Quote:There is nothing provocative about Sharon touring the Jews' most important religious site. He has every right to do so.
He may have every right to do so but that doesn't make it non-provocative. He was undermining negotiations with his proclamation that it should remain forever in Israeli control.
Quote:And Israel has every right to keep it forever.
As long as you get to make up rights that is.
Quote:If anything was provocative, it was the way the Palestinians on the site were digging up and destroying archaeological remains from the site.
Sure, killing four of them for throwing stones is not provocative.
Quote:Stones are deadly weapons.
They can be, but they weren't. Israel did kill Palestinians in return.
Quote:That's an interesting notion.
So you think the Palestinians could have been able to launch rockets while under occupation, but didn't bother because they had more effective means to attack at the time?

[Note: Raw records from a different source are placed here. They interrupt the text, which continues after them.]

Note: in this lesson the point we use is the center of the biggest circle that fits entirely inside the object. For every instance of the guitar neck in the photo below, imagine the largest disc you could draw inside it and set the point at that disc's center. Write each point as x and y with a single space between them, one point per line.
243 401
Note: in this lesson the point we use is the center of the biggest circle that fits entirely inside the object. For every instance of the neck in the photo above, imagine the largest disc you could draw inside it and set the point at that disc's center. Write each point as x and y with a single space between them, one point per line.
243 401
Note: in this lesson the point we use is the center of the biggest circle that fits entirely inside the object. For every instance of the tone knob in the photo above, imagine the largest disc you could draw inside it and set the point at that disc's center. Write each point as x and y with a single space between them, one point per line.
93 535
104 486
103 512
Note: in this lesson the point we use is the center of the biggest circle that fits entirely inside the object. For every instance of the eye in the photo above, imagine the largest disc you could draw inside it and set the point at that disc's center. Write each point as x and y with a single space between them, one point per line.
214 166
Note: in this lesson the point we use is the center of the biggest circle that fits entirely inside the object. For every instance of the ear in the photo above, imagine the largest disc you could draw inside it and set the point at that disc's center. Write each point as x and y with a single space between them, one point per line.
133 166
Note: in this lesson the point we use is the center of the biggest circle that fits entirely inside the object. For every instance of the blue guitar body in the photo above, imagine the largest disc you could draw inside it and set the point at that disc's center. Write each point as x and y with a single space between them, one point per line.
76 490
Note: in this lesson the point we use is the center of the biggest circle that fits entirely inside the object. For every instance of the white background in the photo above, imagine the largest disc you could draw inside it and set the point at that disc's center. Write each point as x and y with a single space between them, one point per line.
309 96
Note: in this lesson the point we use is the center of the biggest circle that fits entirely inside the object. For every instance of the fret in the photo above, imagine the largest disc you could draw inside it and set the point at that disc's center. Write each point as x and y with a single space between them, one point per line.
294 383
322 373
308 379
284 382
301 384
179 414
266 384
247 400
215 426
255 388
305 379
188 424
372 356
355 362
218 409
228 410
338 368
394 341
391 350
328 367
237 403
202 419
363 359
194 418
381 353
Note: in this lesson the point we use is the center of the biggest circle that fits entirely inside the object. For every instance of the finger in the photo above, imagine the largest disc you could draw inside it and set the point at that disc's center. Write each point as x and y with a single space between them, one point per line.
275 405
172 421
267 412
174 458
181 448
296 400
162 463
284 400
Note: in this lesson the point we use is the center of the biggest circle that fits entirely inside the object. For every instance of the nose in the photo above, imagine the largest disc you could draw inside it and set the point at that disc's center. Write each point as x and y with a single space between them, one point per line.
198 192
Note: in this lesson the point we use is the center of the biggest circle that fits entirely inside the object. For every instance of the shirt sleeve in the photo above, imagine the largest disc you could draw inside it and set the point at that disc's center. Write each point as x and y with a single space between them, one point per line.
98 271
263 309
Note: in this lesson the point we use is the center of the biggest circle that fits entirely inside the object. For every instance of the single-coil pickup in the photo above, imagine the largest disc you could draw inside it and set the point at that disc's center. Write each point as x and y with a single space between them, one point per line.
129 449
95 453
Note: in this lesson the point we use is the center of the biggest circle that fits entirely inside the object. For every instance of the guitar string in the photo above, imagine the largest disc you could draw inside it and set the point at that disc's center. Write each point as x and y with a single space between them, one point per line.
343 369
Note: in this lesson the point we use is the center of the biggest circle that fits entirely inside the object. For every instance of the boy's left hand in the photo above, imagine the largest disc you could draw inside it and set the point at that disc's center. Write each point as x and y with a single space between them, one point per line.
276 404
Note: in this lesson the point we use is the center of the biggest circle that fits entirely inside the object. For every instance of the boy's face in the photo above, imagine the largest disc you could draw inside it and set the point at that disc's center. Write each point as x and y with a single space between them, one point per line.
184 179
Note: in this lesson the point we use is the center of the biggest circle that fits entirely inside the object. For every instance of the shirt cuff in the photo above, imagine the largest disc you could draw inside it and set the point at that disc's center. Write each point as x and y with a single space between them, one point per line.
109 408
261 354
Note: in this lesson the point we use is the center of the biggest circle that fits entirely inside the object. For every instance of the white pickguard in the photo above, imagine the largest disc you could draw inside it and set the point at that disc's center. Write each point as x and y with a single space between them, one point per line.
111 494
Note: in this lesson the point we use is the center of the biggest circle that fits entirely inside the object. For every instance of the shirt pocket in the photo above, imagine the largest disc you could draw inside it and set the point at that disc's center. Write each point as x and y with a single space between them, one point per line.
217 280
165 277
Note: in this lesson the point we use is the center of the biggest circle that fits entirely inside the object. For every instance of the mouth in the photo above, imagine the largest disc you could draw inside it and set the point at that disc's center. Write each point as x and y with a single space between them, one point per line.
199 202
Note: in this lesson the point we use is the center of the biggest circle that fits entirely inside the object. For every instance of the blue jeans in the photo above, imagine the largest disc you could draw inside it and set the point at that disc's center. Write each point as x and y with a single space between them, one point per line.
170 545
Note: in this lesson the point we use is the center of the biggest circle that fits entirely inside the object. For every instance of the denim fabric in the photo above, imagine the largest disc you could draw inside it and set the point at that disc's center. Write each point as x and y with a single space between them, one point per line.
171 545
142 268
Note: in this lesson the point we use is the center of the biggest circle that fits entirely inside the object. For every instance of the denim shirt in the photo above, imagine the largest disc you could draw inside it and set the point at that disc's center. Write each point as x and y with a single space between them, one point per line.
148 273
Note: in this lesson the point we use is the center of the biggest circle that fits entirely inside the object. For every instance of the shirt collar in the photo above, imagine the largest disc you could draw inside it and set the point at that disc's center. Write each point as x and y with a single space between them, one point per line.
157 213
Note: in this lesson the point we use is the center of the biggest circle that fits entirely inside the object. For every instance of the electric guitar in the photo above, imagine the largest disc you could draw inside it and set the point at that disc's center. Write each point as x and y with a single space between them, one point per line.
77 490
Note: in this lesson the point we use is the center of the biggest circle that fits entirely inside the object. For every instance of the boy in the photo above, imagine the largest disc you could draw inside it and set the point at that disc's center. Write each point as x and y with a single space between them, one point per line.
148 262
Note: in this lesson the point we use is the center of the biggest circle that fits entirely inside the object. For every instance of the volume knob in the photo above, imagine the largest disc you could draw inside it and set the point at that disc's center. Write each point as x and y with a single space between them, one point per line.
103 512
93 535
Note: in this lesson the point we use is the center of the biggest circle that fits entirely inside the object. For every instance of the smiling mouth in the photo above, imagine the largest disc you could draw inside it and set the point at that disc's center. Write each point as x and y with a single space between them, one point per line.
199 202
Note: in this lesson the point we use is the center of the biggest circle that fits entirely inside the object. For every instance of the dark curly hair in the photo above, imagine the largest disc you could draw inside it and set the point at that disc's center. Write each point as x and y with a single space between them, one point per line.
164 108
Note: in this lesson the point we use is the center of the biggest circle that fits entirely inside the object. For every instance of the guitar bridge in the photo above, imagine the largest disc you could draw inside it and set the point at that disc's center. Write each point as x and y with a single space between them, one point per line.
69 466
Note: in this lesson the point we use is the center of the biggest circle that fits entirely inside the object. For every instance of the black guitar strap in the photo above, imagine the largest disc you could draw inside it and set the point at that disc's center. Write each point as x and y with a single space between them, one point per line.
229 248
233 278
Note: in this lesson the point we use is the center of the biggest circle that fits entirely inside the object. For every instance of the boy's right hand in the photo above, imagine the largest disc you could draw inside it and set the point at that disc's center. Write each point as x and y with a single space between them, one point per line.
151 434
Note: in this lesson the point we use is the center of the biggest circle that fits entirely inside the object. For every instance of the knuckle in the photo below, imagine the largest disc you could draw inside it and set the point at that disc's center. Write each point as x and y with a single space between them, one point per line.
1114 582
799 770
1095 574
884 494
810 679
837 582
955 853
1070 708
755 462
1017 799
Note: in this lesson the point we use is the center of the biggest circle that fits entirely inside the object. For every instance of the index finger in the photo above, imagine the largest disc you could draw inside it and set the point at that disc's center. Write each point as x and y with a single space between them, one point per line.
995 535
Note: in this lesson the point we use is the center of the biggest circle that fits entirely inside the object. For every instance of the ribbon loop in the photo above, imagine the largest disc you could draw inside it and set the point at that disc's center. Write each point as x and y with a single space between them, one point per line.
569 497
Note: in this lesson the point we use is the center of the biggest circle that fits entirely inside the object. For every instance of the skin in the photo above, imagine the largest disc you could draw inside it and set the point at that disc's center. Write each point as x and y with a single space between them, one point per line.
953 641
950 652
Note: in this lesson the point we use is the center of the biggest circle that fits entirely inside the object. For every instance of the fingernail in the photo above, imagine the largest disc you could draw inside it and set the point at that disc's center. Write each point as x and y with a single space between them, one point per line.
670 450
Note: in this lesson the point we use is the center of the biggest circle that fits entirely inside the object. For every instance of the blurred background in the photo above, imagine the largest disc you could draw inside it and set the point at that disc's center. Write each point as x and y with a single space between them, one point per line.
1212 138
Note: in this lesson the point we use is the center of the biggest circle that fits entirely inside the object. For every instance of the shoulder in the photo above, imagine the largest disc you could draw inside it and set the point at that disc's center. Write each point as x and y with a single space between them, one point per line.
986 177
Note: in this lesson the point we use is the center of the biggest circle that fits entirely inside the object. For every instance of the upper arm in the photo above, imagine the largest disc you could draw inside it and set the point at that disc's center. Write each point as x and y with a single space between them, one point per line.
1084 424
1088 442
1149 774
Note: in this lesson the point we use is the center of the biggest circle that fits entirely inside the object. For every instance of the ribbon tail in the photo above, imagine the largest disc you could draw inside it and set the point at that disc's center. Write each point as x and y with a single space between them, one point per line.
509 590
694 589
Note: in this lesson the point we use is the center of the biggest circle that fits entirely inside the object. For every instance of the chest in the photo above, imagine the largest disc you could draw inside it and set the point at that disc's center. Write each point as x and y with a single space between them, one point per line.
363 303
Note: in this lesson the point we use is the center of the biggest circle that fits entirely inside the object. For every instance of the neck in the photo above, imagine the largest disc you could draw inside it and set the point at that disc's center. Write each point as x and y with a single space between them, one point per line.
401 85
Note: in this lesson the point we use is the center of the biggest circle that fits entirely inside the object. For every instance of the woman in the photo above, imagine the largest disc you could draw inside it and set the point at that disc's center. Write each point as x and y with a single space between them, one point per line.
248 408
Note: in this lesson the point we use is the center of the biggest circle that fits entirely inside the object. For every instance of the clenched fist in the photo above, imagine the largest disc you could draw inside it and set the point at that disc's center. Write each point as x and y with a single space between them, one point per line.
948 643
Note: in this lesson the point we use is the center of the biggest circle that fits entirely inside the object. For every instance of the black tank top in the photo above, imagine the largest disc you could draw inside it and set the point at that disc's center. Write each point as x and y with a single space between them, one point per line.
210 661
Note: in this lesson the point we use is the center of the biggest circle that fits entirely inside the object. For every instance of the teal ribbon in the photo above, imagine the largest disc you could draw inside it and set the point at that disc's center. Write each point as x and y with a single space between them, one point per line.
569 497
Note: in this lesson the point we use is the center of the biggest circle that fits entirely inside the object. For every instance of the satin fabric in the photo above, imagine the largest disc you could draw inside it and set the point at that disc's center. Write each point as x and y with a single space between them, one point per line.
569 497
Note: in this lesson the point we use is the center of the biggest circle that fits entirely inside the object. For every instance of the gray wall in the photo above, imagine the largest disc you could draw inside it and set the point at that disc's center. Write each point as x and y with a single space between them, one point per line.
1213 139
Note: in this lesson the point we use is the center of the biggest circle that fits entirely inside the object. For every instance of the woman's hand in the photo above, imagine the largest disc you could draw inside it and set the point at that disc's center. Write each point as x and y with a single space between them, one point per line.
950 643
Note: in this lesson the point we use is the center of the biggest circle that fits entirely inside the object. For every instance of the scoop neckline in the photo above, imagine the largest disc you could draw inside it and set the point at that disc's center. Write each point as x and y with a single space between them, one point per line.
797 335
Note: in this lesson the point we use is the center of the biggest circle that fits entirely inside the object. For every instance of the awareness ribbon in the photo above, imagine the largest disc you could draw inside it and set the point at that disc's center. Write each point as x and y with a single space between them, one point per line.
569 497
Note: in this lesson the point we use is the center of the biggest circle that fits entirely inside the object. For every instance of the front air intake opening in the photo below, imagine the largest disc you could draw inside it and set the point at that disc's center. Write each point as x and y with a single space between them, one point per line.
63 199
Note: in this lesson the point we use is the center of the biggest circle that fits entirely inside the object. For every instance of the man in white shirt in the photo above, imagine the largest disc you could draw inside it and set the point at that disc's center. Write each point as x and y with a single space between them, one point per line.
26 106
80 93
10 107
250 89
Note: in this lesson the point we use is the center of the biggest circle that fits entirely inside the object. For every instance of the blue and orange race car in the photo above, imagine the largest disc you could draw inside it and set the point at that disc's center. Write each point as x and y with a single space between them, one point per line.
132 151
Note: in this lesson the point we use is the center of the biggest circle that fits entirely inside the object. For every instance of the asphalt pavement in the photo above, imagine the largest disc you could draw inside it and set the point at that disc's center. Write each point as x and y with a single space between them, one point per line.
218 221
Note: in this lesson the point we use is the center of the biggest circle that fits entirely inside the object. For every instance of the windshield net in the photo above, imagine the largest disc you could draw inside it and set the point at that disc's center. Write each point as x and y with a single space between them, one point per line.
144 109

I don't think Palestinians had many rockets back then, as they could use more lethal attacks more readily. But yes, I do think they had the ability to launch rockets under occupation.
They are remarkably simple to launch (about as simple as a bottle rocket), and there's no military way to stop them short of killing every man woman and child.
Quote:Maybe so, but the rockets are still intolerable to the Israeli voters, and have to be stopped.
I agree, but I just don't think they are doing the right things to stop them, and I think that Israel has an objection to their concessions that is separate from this.
I think that if Israel were to embrace comprehensive parallelism they'd achieve this more easily.
Quote:I'm pretty sure that Kadima's unilateral separation plan intends to make "the wall" Israel's new border with the Palestinian state. As such, I think they are willing to give up everything "behind the wall".
The wall is not a full border, and also represents more annexation that they need to negotiate swaps for, but yes Kadima does seem to largely support an eventual two-state solution. But they aren't the only power brokers in Israel.
Quote:If Likud comes to power though, I'm sure they have other ideas.
Likud doesn't need to come into power to have other ideas, and they already have significant power in Israel that they use to oppose Kadima. Even if they fail to take control of the government they may succeed in disrupting the process.